For George Washington I prefer either of these two...
Both were painted by Charles Wilson Peale. The first is from 1772 (pre-Revolution) and features Washington in his Virginia militia uniform, the second was painted in 1776 and features Washington in his Continental Army uniform.
The portrait from the first page of this thread is probably more familiar to most people since it is a close match for Washington's image on the $1.00 bill, but it was painted in 1796 when Washington was nearing the end of his life. He looks quite elderly compared to the other two, which were painted when he was still in his prime. It also why I wish one of these two had been used for the U.S. dollar instead.

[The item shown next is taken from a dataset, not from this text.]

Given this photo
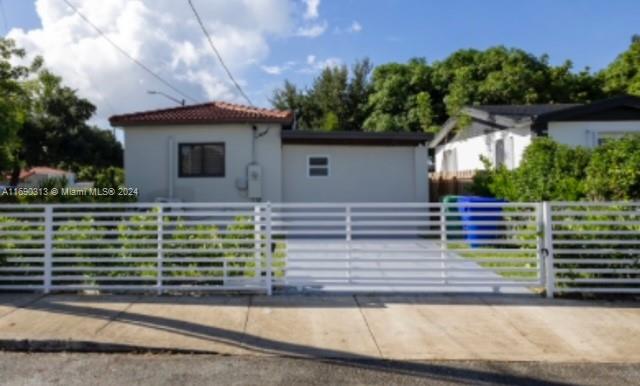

At the time of his inauguration, Washington only had two of his own teeth left. As he aged, there was a distinctive hollowing of the cheeks in his appearance and later signs of bone erosion - both basically from tooth loss.
I think that the main image they use is that one by Rembrandt Peale, Patriae Pater , which was criticized at the time it was painted of being rather flat or inauthentic... he painted it from other likenesses of Washington (including his father's - Charles Wilson Peale - paintings) after G. W. died... I think that people like the sternness and sort of monumental/enduring/immortal aspect of the painting to represent Washington as a government figurehead... not the very living, relatable, real images from his youth.
Did you know he had red hair? LOL. He is forever remembered as an older man with white hair or white wigs as was the fashion... but he was a total ginger!